A person has a reasonable chance of surviving an automobile crash if the deceleration is no more than 30 g’s. Calculate the force on a 65-kg person accelerating at this rate. What distance is traveled if brought to rest at this rate from$95\mathrm{km}/\mathrm{h}$.

The force exerted on the person can be calculated with the help of Newton’s second law.

The product of the acceleration of the automobile and the mass of the person gives the force.

The distance traveled by the automobile can be estimated with the help of Newton’s third law.

The given data can be listed below as:

• The mass of the person is $m=65\mathrm{kg}$.
• The deceleration of the automobile is $a=30g$.
• The acceleration due to gravity is $g=9.81\mathrm{m}/{\mathrm{s}}^2$.
• The initial velocity of the automobile is

$v_i=95\mathrm{km}/\mathrm{h}\times \frac{1\mathrm{m}/\mathrm{s}}{3.6\mathrm{km}/\mathrm{h}}=26.39\mathrm{m}/\mathrm{s}$.

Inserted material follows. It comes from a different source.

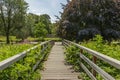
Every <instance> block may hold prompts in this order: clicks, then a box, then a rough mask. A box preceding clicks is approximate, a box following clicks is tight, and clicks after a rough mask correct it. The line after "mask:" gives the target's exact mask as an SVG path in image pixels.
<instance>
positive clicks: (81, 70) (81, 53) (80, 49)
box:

From Newton’s second law, the force exerted on the person can be given as:

$F=ma$

Here, m is the mass of the person, and a is the acceleration of the automobile. The acceleration of the automobile is taken to be positive because the person is accelerating at $30g$.

Substitute the values as 65 kg for m, $\left(30g\right)$for a, and $9.81\mathrm{m}/{\mathrm{s}}^2$for g in the above equation.

$\begin{array}{c}F=65\mathrm{kg}\times 30g\\ =65\mathrm{kg}\times 30\times 9.81\mathrm{m}/{\mathrm{s}}^2\left(\frac{1\mathrm{N}}{1\mathrm{kg}·\mathrm{m}/{\mathrm{s}}^2}\right)\\ =19129.5\mathrm{N}\end{array}$

Thus, the force acting on the person is $\left(19129.5\mathrm{N}\right)$.

From Newton’s third law, the final velocity of the automobile can be expressed as:

$\begin{array}{c}{v}_f^2=v_i^2+2ad\\ d=\frac{v_f^2-v_i^2}{2a}\end{array}$

Here, $v_f$is the final velocity of the automobile. The final velocity of the automobile becomes 0 m/s as the automobile comes to rest. The acceleration is taken to be negative because the automobile is decelerating at $30g$.

Substitute the values as $0\mathrm{m}/\mathrm{s}$ for $v_f$, $26.39\mathrm{m}/\mathrm{s}$ for $v_i$, $\left(-30g\right)$ for a, and $9.81\mathrm{m}/{\mathrm{s}}^2$for g in the above equation.

$\begin{array}{c}d=\frac{{\left(0\mathrm{m}/\mathrm{s}\right)}^2-{\left(26.39\mathrm{m}/\mathrm{s}\right)}^2}{2\times \left(-30g\right)}\\ =\frac{{\left(0\mathrm{m}/\mathrm{s}\right)}^2-{\left(26.39\mathrm{m}/\mathrm{s}\right)}^2}{2\times \left(-30\right)\times 9.81\mathrm{m}/{\mathrm{s}}^2}\\ =1.18\mathrm{m}\end{array}$

Thus, the distance traveled by the automobile is $1.18\mathrm{m}$.